What links the world’s first mobile phone call, made 50 years ago, to climate change? JOHN MACK answers that one…
WHEN Martin Cooper made the world’s first mobile phone call on Sixth Avenue in Manhattan on April 3, 1973, he would never have imagined a human stampede just a few blocks north — made possible solely because of the device in his hand.
The prototype Motorola which Cooper used to place that historic call looked very different to devices clutched by hundreds of people many years later, dashing into Central Park in hot pursuit of a virtual creature known as a Pokémon.
There’s no question that mobile technology has become a dominant force in our lives for the last half century, ensuring we are connected 24/7 with our friends, family and colleagues from wherever we are — not to mention the amount of information at our fingertips.
But has it, in the ultimate irony, disconnected us at the same time?
In some cases, the answer is a resounding “Yes”. Pokémon Go was brought to the world by Niantic Labs in 2016, and rapidly became the most popular mobile game of all time. Within just one month of its release, it was awarded no less than five Guinness World Records — and later earned over a billion dollars in revenue.
Pokémon Go uses augmented reality (AR) and location-based technology to project digital graphics over the real world. This allows the app to overlay Pokémon creatures at real geographic locations, prompting its users to follow the app’s famous motto: “Get up, get out, and explore” because “You gotta catch ‘em all.”
The stampede into Central Park in New York was one of many: there were similar scenes in Santa Monica and Taipei. The sight of thousands of people racing in pursuit of an imaginary creature might, on the surface, have little to do with humanity’s impact on the environment, but observed closely, it explains everything. By focusing on our screens, we are neglecting our real surroundings — and the effect could be catastrophic.
Mobile technology may have evolved into a smart device, but it hasn’t done the same for humans. To chase a Pokémon is to pursue a figment of a device’s “imagination”.
Sometimes it takes something like this to open our eyes. Higher awareness can quickly transform hilarity to concern.
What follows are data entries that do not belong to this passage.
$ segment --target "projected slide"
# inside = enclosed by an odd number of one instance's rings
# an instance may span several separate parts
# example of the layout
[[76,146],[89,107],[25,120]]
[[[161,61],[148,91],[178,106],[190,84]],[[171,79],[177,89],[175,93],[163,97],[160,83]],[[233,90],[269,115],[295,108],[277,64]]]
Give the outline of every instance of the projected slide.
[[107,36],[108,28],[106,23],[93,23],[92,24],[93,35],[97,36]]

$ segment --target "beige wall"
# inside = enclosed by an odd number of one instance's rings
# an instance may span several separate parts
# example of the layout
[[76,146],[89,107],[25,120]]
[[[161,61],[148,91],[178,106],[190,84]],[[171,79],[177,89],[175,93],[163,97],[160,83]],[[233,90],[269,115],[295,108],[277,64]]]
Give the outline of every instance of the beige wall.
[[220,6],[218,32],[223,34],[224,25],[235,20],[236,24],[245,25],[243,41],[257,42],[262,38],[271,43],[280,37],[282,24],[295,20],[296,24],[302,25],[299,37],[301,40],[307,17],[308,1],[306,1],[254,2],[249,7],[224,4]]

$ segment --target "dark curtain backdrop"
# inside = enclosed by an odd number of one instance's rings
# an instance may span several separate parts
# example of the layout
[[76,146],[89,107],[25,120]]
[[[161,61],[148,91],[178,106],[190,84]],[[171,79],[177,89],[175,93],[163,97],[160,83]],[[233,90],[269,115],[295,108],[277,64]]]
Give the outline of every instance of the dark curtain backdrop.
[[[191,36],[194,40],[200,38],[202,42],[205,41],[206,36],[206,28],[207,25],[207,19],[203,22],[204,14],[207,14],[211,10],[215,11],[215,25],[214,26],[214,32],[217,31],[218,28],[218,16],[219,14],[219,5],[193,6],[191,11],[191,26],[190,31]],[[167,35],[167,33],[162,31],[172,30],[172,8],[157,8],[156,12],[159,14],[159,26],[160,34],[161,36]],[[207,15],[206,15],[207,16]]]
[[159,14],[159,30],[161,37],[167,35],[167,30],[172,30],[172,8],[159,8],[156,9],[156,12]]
The behaviour of the people running through the streets of New York or Taipei is as unnatural as the goal they seek. The common denominator among participants is their shared programme — some strange validation of self, of accomplishment, of shared purpose.
The psychological hunt for illusory trophies reveals itself in the same manner. Self-validating collectables — success, power, beauty — are internal, virtual prizes; values which are figments of our imagination.
Social media works to augment our self-worth and the attainment of virtual remedies; in the pursuit to “catch ‘em all,” human nature has become a sideshow.
The more we are immersed in virtual constructs, the more we ignore Nature’s essence. Attention to the virtual is always one-directional, for a departure from the natural is an entry into the artificial.
With the rising tide of virtual universes in the Digital Age, it becomes clear humans are migrating from the natural to the artificial, from the real to the virtual, from man to machine.
Might the climate tipping-point run analogous to a tipping point for our humanity? When Nature is no longer part of the equation, it comes as no surprise that the natural world is treated without respect. Our outer divorce from the natural world is a reflection of an inner one.
At the crux of the problem is not pollution, but the disregard that permits it. A tipping point is on the horizon. The choice — while we still have one — is ours: Heads down in devices, or heads up in awareness?